DEAR MARILYN: I couldn't agree more. A few years ago, I received this letter that dealt with the problem:
DEAR ABBY: You suggested that "older people" should mark the backs of family pictures while they can still remember who's who, when the pictures were taken and the approximate dates. Why only "older people"? That's something everybody should do as soon as a snapshot is developed.
For years, I was too busy (or too lazy) to do it, and now that I'm retired and have plenty of time, I can't remember who half the people are.
My parents can't help me because my father has been dead for 25 years, and my mother is in a rest home, unable to remember much of anything.
So here I sit, with a big box of family pictures -- beating my brains out trying to recall names, dates and places. What a mess!

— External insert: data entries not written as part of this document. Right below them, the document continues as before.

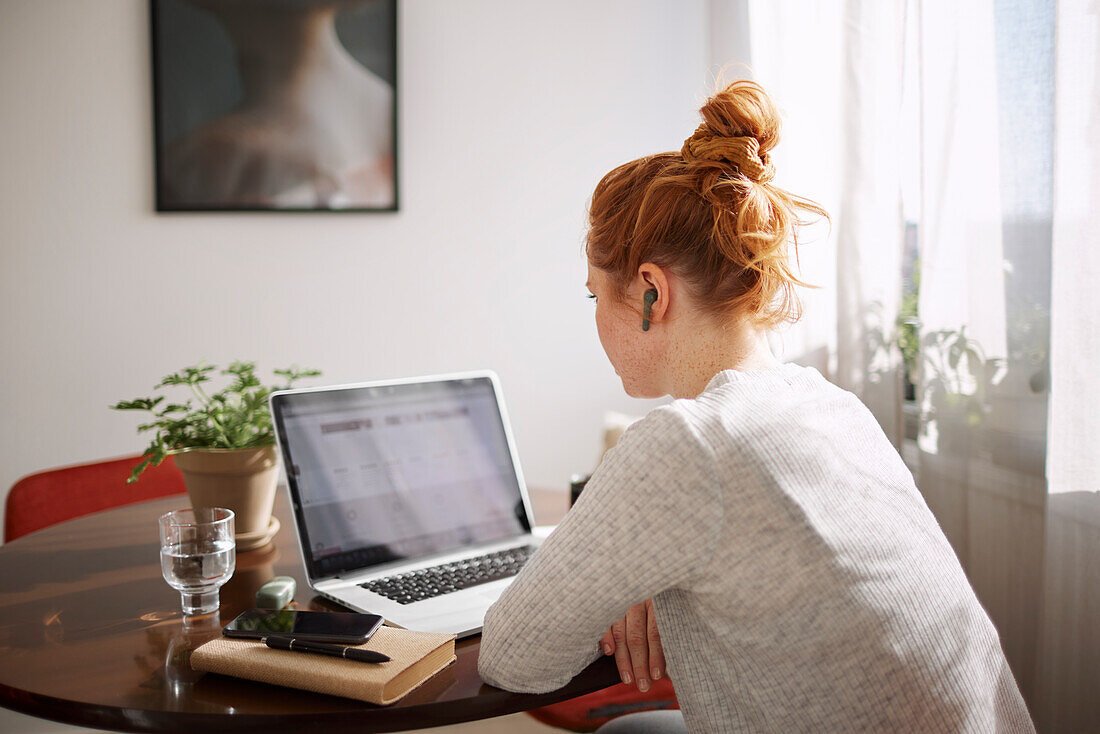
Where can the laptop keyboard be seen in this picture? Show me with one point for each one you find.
(438, 580)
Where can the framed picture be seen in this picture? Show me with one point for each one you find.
(284, 106)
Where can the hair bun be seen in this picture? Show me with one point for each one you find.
(740, 124)
(741, 151)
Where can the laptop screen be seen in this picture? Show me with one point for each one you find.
(384, 473)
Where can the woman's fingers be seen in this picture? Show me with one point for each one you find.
(622, 653)
(637, 642)
(656, 652)
(636, 645)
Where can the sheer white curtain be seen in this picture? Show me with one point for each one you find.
(1069, 616)
(1005, 123)
(835, 69)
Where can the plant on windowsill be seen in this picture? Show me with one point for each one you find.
(223, 442)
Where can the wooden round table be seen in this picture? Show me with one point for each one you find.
(91, 635)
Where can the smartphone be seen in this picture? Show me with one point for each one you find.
(321, 626)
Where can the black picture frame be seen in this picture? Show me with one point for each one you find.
(263, 106)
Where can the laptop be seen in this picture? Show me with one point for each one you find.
(407, 495)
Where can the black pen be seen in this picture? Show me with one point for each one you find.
(297, 645)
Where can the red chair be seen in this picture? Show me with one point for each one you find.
(55, 495)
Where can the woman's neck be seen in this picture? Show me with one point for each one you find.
(703, 349)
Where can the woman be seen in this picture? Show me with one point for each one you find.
(758, 540)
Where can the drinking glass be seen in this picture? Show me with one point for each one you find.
(198, 554)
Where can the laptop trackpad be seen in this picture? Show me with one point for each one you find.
(493, 594)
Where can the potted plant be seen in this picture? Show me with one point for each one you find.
(222, 441)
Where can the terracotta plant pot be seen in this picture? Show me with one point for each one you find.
(242, 480)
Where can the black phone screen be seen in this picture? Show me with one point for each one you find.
(322, 626)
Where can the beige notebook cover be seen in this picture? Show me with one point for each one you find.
(415, 657)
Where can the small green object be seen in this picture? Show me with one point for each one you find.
(276, 593)
(647, 305)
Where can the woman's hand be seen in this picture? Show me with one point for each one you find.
(636, 645)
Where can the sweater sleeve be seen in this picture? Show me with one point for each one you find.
(646, 523)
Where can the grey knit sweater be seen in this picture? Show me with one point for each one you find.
(801, 583)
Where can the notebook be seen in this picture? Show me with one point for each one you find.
(415, 658)
(407, 495)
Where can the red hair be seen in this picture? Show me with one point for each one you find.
(707, 212)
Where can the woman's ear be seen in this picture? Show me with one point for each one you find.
(653, 288)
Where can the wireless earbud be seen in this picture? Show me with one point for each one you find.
(647, 305)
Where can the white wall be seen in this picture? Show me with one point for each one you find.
(509, 114)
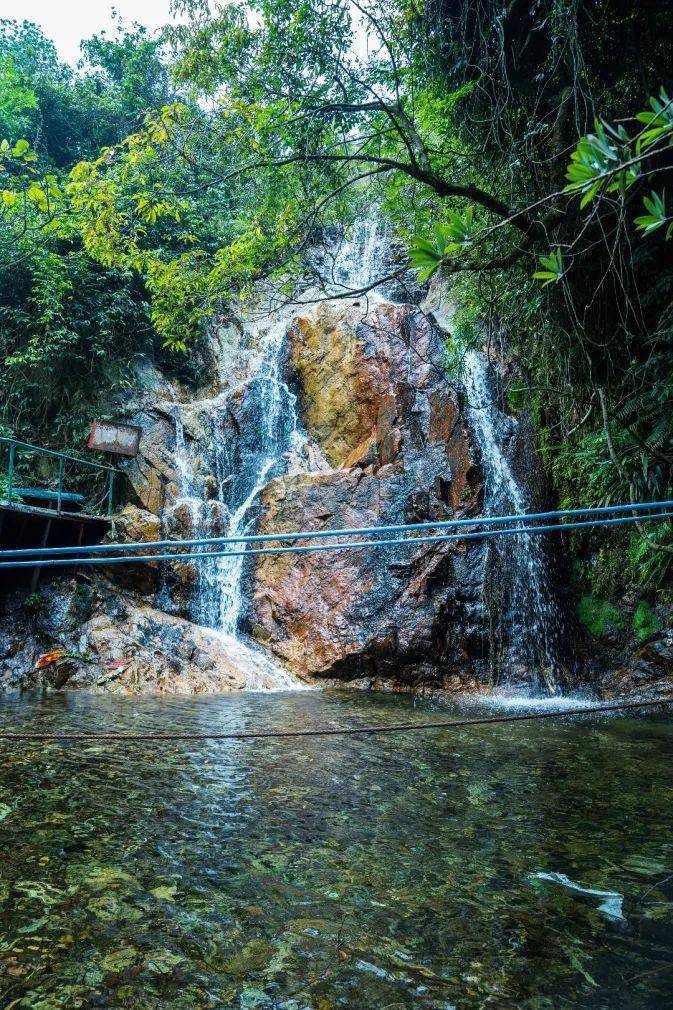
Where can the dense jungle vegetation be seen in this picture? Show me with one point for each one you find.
(521, 148)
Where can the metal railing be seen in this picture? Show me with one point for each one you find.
(10, 494)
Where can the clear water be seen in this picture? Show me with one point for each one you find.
(379, 873)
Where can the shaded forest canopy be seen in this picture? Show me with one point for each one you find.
(158, 182)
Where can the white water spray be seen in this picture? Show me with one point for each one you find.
(536, 614)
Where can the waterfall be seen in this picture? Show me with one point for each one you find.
(217, 600)
(361, 256)
(276, 413)
(535, 615)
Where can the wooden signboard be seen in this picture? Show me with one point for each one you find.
(108, 436)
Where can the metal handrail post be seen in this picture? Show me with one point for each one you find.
(10, 474)
(110, 491)
(60, 490)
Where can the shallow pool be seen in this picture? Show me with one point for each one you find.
(374, 873)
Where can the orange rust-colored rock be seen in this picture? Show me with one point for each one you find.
(375, 398)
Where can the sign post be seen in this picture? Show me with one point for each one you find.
(120, 439)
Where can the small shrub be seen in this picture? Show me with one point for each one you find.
(599, 617)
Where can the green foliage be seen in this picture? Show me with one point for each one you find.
(69, 327)
(645, 621)
(598, 616)
(451, 236)
(553, 268)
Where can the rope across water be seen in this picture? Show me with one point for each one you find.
(270, 734)
(56, 557)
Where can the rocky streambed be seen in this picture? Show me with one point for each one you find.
(337, 413)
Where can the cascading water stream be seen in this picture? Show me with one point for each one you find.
(535, 614)
(268, 435)
(276, 415)
(217, 599)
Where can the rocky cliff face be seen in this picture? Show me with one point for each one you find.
(376, 402)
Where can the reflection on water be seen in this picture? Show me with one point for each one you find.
(424, 871)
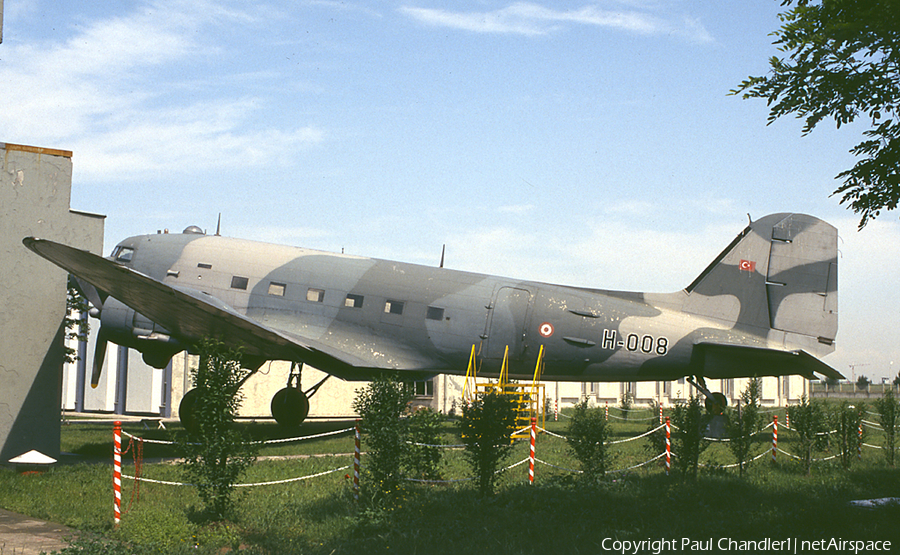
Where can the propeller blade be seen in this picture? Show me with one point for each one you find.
(99, 355)
(90, 293)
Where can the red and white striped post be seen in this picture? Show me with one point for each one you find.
(531, 455)
(859, 442)
(774, 436)
(117, 471)
(668, 447)
(356, 464)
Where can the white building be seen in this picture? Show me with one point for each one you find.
(128, 386)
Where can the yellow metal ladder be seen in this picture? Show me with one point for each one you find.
(527, 398)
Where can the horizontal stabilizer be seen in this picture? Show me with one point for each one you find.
(721, 361)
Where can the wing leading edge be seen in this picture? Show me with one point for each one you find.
(190, 314)
(722, 361)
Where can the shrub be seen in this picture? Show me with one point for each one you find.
(420, 458)
(215, 454)
(380, 406)
(846, 421)
(485, 427)
(690, 421)
(625, 404)
(743, 423)
(889, 413)
(808, 420)
(587, 435)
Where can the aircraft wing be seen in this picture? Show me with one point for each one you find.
(719, 361)
(190, 314)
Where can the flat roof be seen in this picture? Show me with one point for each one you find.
(37, 149)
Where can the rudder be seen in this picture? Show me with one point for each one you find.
(782, 271)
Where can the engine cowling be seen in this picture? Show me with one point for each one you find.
(124, 326)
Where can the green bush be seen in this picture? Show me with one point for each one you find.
(689, 421)
(846, 421)
(380, 406)
(888, 414)
(743, 423)
(485, 427)
(626, 403)
(808, 420)
(215, 454)
(421, 458)
(587, 434)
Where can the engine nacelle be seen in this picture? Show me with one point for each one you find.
(124, 326)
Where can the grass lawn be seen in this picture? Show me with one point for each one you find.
(559, 514)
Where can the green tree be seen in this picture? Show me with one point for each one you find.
(422, 458)
(808, 420)
(626, 403)
(215, 453)
(76, 326)
(842, 62)
(690, 421)
(587, 435)
(888, 416)
(846, 420)
(485, 427)
(743, 423)
(380, 406)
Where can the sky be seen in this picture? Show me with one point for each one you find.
(576, 142)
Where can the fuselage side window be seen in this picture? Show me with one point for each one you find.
(315, 295)
(238, 282)
(123, 254)
(353, 301)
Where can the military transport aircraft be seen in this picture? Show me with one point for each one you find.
(766, 306)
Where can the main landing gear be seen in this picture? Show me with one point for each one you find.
(715, 400)
(289, 406)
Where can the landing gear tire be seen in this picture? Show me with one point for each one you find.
(187, 408)
(716, 403)
(290, 407)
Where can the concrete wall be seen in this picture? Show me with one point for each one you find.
(146, 388)
(35, 186)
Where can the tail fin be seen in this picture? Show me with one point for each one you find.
(782, 271)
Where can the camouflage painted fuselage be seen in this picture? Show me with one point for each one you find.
(770, 294)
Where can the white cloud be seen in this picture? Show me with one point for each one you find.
(95, 93)
(525, 18)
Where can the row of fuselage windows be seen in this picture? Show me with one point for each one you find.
(315, 295)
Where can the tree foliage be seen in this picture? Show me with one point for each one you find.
(76, 325)
(380, 405)
(846, 421)
(690, 421)
(216, 454)
(485, 427)
(423, 458)
(888, 416)
(587, 435)
(842, 62)
(743, 423)
(809, 421)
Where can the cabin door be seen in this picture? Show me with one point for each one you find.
(508, 321)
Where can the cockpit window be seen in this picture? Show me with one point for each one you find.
(123, 254)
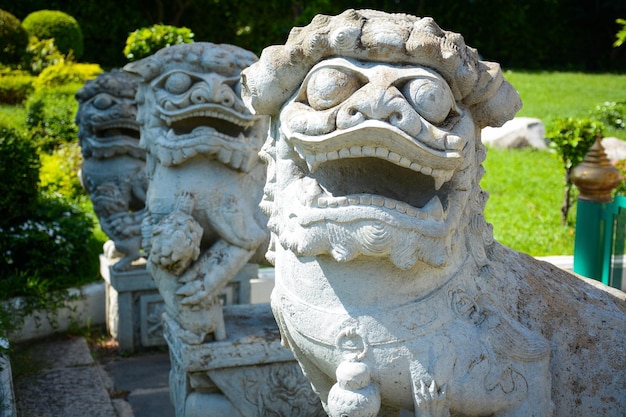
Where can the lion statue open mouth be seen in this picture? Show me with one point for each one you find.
(390, 289)
(206, 179)
(113, 167)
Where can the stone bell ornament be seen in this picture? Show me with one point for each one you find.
(390, 288)
(203, 222)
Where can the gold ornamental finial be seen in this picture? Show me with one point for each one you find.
(595, 177)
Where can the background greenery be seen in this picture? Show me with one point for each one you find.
(530, 34)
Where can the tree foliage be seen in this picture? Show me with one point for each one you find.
(57, 25)
(530, 34)
(13, 39)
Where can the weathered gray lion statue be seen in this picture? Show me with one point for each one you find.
(113, 170)
(390, 289)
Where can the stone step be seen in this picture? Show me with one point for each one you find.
(67, 382)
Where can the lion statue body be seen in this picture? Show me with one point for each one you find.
(390, 289)
(206, 179)
(113, 169)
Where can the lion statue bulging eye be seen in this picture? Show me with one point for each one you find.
(102, 101)
(430, 98)
(328, 87)
(178, 83)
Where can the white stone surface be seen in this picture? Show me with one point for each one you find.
(206, 179)
(113, 169)
(615, 149)
(7, 394)
(86, 310)
(520, 132)
(390, 289)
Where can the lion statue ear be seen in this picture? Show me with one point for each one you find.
(146, 68)
(493, 101)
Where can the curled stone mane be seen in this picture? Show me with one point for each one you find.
(375, 36)
(117, 82)
(226, 60)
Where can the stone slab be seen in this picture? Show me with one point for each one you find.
(67, 392)
(64, 353)
(146, 379)
(252, 339)
(69, 383)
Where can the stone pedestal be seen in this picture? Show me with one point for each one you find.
(248, 374)
(134, 305)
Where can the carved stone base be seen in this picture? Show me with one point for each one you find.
(249, 374)
(134, 305)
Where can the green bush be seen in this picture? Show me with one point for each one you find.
(50, 116)
(13, 39)
(612, 114)
(47, 249)
(66, 73)
(59, 170)
(571, 138)
(15, 86)
(42, 54)
(19, 170)
(146, 41)
(57, 25)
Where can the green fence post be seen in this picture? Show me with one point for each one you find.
(589, 243)
(595, 178)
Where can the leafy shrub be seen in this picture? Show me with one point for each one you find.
(621, 188)
(57, 25)
(571, 138)
(64, 73)
(612, 114)
(47, 249)
(146, 41)
(50, 116)
(13, 39)
(15, 86)
(42, 54)
(58, 174)
(19, 170)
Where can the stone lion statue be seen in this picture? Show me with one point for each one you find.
(206, 179)
(390, 288)
(113, 169)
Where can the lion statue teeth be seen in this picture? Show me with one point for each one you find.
(203, 223)
(390, 288)
(113, 169)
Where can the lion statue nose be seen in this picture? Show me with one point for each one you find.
(382, 104)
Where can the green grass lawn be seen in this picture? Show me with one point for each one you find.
(526, 187)
(551, 95)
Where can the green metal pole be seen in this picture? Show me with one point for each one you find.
(589, 243)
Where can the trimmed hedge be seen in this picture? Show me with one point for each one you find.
(57, 25)
(146, 41)
(50, 116)
(13, 39)
(65, 73)
(19, 170)
(15, 87)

Abby, please remind your readers often to label their pictures. Then their grandchildren won't have to go through what I'm going through now. -- KICKING MYSELF IN ASBURY PARK
DEAR KICKING: Not only should family pictures be labeled, but accounts of historical events and newspaper clippings of births, graduations, marriages and deaths in the family should be preserved in a sturdy scrapbook.
Fascinating family histories could be preserved if younger members interviewed older relatives at family gatherings. A tape recorder would be ideal for this purpose.
Succeeding generations will love it!